No respondió. En cambio, pateó un poco de arena con los dedos del pie derecho mientras continuaba caminando con ambos brazos cruzados por detrás de su espalda.

—Creo que a mí me pasaba lo mismo y no quería asumirlo...

Asintió sin mirarme, con los ojos fijos en los granos de arena que iba levantando, al tiempo que se aseguraba de esquivar las caracolas rotas esparcidas en la playa y que podían lastimarte si las pisabas descalzo por un descuido.

—¿Qué vas a hacer? —preguntó.

—No hay nada que pueda hacer. Las cosas son como son.

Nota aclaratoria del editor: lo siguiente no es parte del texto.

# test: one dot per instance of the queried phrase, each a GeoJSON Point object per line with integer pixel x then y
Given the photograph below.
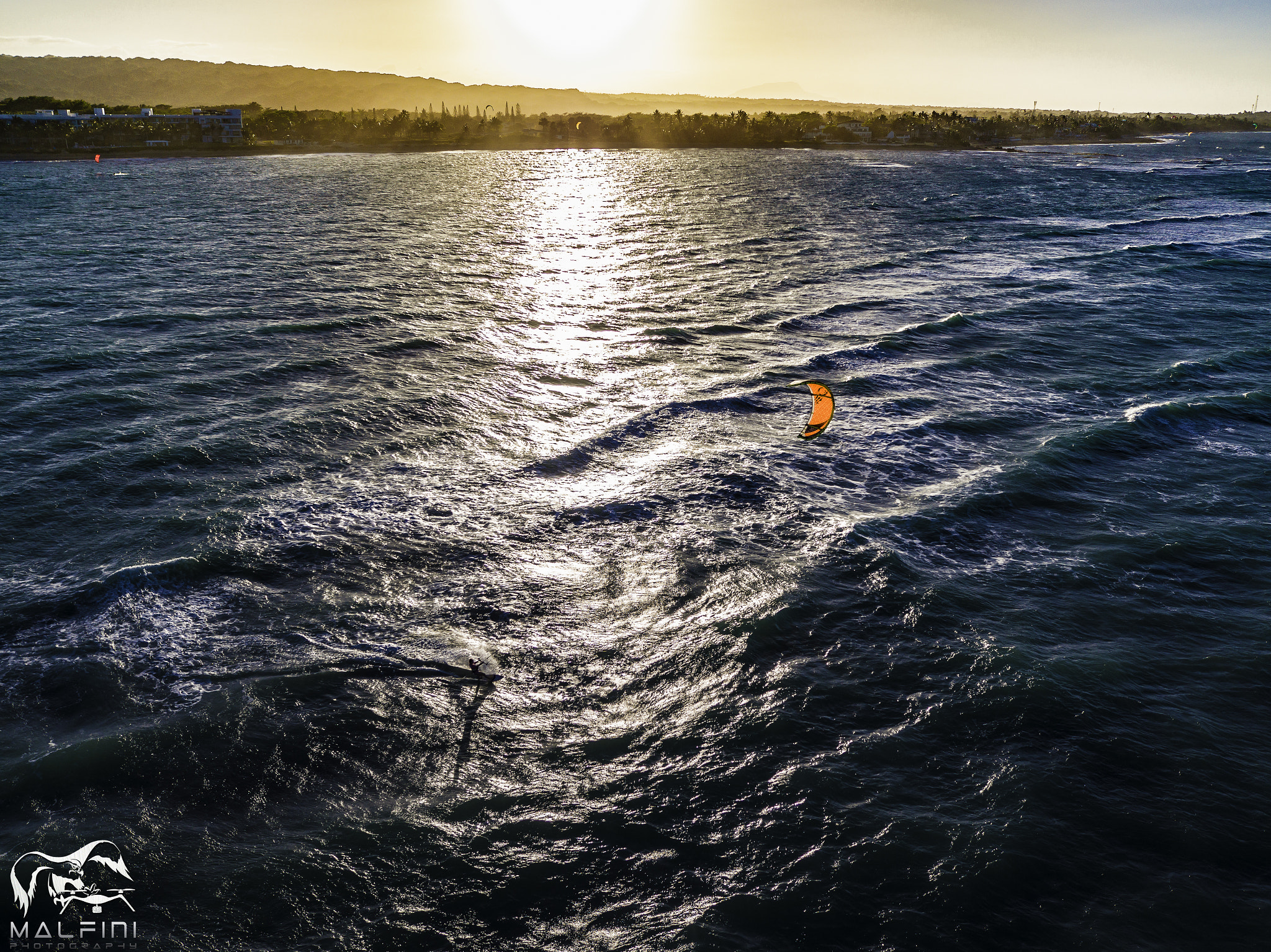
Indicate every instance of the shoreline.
{"type": "Point", "coordinates": [417, 148]}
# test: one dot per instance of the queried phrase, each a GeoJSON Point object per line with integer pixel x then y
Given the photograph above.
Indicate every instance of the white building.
{"type": "Point", "coordinates": [211, 126]}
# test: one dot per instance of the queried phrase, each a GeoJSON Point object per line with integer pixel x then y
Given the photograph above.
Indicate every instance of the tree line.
{"type": "Point", "coordinates": [469, 126]}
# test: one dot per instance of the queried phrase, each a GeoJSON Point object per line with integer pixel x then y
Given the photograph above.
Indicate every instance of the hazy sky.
{"type": "Point", "coordinates": [1129, 55]}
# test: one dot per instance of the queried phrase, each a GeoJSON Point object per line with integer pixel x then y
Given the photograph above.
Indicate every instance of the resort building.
{"type": "Point", "coordinates": [207, 126]}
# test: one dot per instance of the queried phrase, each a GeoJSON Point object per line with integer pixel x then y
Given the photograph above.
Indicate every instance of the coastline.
{"type": "Point", "coordinates": [413, 148]}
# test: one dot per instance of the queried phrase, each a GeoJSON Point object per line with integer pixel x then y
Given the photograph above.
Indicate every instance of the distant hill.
{"type": "Point", "coordinates": [107, 79]}
{"type": "Point", "coordinates": [775, 91]}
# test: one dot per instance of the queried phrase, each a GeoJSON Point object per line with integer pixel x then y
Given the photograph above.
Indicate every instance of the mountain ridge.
{"type": "Point", "coordinates": [201, 83]}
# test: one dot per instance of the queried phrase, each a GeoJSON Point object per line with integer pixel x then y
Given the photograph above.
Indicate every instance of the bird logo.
{"type": "Point", "coordinates": [64, 878]}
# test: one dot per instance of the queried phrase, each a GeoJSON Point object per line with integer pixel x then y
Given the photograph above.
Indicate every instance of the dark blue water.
{"type": "Point", "coordinates": [286, 440]}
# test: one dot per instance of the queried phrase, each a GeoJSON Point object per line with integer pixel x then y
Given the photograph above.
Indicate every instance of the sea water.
{"type": "Point", "coordinates": [287, 440]}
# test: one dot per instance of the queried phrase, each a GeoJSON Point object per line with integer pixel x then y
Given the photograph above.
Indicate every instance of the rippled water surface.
{"type": "Point", "coordinates": [287, 440]}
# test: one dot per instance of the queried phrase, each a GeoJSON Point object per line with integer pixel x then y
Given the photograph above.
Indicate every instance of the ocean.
{"type": "Point", "coordinates": [287, 440]}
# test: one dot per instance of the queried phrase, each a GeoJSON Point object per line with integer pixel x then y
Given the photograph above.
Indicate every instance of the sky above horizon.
{"type": "Point", "coordinates": [1118, 55]}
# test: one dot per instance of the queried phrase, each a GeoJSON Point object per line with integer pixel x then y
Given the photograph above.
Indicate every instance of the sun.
{"type": "Point", "coordinates": [572, 27]}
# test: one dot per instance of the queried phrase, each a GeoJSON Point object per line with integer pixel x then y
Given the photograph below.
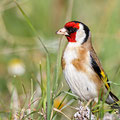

Volvió a afirmar bajando levemente el mentón y frunciendo la boca.

—¿Quién más lo sabe?

—La tía y mamá, además de vos.

—Ellas te van a apoyar.

—¿Creés que a Diego le moleste? Digo, por estos días que vamos a compartir. No quisiera empezar a fingir desde ahora.

—No. El negro tiene la cabeza muy abierta, eso es lo que más me gusta de él, totalmente distinto a los otros pibes que conocí hasta ahora. Es a papá al que le tengo miedo.

—Sí, ya sé.

—Aunque tampoco tiene por qué enterarse.

Alcé los hombros.

—Claro, no era que pensara decírselo.

—¿Estás contento? —Por primera vez desde que comenzamos a andar buscó mis ojos y me regaló algo parecido a una sonrisa.